Миссис Уоринер замолчала. Как же ей описать Хью человеку, который видел его только в состоянии нервного срыва, явившегося результатом боязни одиночества, издевок со стороны Белью и ее неправильного обращения с ним? Как заставить поверить, что за красивой внешностью «пляжного мальчика» скрывается ум, обаяние, чуткость и большой талант.
Как ни странно, но, когда она менее года назад встретилась со своим будущим мужем, он жил на яхте. Знакомство их состоялось на острове Родос, неподалеку от побережья Турции. То есть на другом конце света. Его ослепительно белая и, судя по всему, очень дорогая яхта, ходившая под панамским флагом, часто бросала якорь в заливе, напротив стоявшего там две тысячи лет Колосса. Хью жил на яхте один и занимался тем, что писал картины.
Но яхта была не его, а друга, который разрешил ему временно пожить на ней. С обезоруживающей откровенностью ребенка Хью при первой же встрече признался, что его волнуют женщины старше его по возрасту. Однако поздно, да, слишком поздно она узнала, что другом, одолжившим ему яхту, была как раз такая женщина — проживавшая в Риме очень богатая разведенная американка, которая относилась к красавцу Хью как к альфонсу.
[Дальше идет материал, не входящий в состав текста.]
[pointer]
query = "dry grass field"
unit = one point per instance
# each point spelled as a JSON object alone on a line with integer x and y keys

Она видела в нем талантливого, но слишком красивого парня, испорченного покровительством женщин, этаких «суррогатных матерей», которые, заботясь о нем, тащили его в постель. Поняв слабую струнку его характера, она сделала для себя еще одно открытие: Хью оказался не таким уж и юным, не двадцатилетним мальчиком, как думала она, а двадцатисемилетним мужчиной. Но к тому времени она была в него по уши влюблена.
Ей же в то время было уже сорок. Она развелась с мужем почти два года назад. Грусть и печаль, вызванные одиночеством, прошли, и она ощущала только пустоту и желание вновь найти любимого человека. Она приехала в Европу. Общительная и обаятельная, она имела много друзей в Лондоне, Париже, на Антибах, во Флоренции и Бог знает где еще. Но она к ним не поехала, а отправилась из Афин сначала в Стамбул. Вернувшись в Афины, она посетила Корфу, исходила пешком Додеканес. Короче говоря, искала то, чего сама себе толком не представляла. На Родос она приехала в середине июля и намеревалась остаться там на четыре дня. Она встретила Хью, и эти четыре дня превратились в неделю, затем в две. В итоге пребывание ее на Родосе затянулось на месяц.
— Он художник, — рассказывала миссис Уоринер. — Причем хороший. Будь у Хью шанс, он стал бы великим. И не его вина, что женщины не давали ему покоя и…
— Если я вас правильно понял, — перебил ее Ингрэм, — сам он ни в чем не виноват.
Миссис Уоринер кивнула. Лицо ее при этом было мрачным.
— Если все упрощать, то можно сказать, что да. Но для этого есть свои причины.
— Не подумайте, что я вас осуждаю, но вы относитесь к нему уж слишком покровительственно.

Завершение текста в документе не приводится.